聽沈沉提起自己的哥哥段長斌,段長紅的臉色變了。
她的心裏很清楚,或許沈沉早就已經查到段長斌死的時候自己就在現場。
她的腦海中又浮現出了段長斌從樓上摔下來的情形,那情形她一輩子都忘不掉。
對於自己哥哥的死她的心裏是充滿了內疚的,但她卻不能在沈沉的麵前表現出來,因為哥哥不能白死,段家的今天是哥哥用他的命換回來的,不能毀在她的手上。
她淡淡地說道:“我哥出事,我們一家人都很傷心,但那又怎麽樣,事情已經出了,就算我們再難過也沒用,不是嗎?逝者已矣,可活著的人還是得繼續生活,或者說生存更加的恰當,不是嗎?”
“你哥哥留下了一個兒子,叫段連生,一直是鄺露帶著的,對吧?”沈沉又問。
段長紅抿了抿嘴,她知道這些肯定都瞞不了警方的,警方隻要鐵了心要查一個人,那麽可以查到他的祖宗十九代。
“是的,我去找過鄺露,希望能夠接回我哥的孩子,我甚至提出了很優厚的條件,但是都讓她給拒絕了。
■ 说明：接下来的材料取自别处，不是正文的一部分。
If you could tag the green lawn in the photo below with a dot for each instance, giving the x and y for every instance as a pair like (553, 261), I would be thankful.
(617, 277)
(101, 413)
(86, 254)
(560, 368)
其實我認為她一個人要撫養那個孩子還是很艱難的,我們段家能夠給予那個孩子更好的生活與學習的環境,總好過她整天東躲西藏的要好得多。”
沈沉微微一笑:“我很想知道,你怎麽會說她整天要東躲西藏?難道有什麽人會對她們娘倆不利嗎?還是說她們有什麽危險?”
段長紅被沈沉問得有些啞口無言,她知道自己說錯話了,雖然她說的是一個事實,但是那些事情是不能讓沈沉知道的。
“我聽說她在我哥走後生活很是窘迫,還欠下了不少的債,經常會有債主追上門去。你想想,這樣會給孩子造成什麽樣的影響,孩子幼小的心裏肯定會留下一些陰影的。”段長紅找了一個借口。
她接著又說:“鄺露是個很倔強的人,她啊,就是太要強了。以前我哥在的時候還好一些,可是現在,唉,我媽讓我多關心一下她和孩子,就算她想要一個人帶著孩子,我媽也希望她能夠搬到我家裏去住,這樣大家也能夠有個照應不是?再說了,我媽怎麽說都是孩子的奶奶,難道她還會對孩子不好嗎?雖說我媽起初對於她和我哥在一起的事情有些芥蒂,可是那些都是過去的事情了,人嘛,總是要向前看的,可她呢,一直活在我哥的陰影裏,她這樣能夠快樂嗎?她不快樂,孩子能夠快樂嗎?那孩子我見過幾次,和我哥長得很像,甚至連性格都和我哥差不多……”
說到這兒,她的眼角有淚水輕輕滑落,沈沉知道這或許是她的真情流露,不管怎麽說,以前段長斌對她是真的很好。
“那個聶小刀真的隻是個保安嗎?”沈沉又把話題扯到了聶小刀的身上,沈沉的心裏很清楚,聶小刀肯定不隻是個保安那麽簡單。當然,像這樣的人,段長紅既然要用一定會給她一個能夠見得光的身份,保安這個身份就不錯。
“真的,不信你可以到我們公司的人力資源部去查,在那兒有他的人事檔案。不過我現在懷疑他在檔案裏留下的很多信息都是假的,也怪我,沒有識人之明。”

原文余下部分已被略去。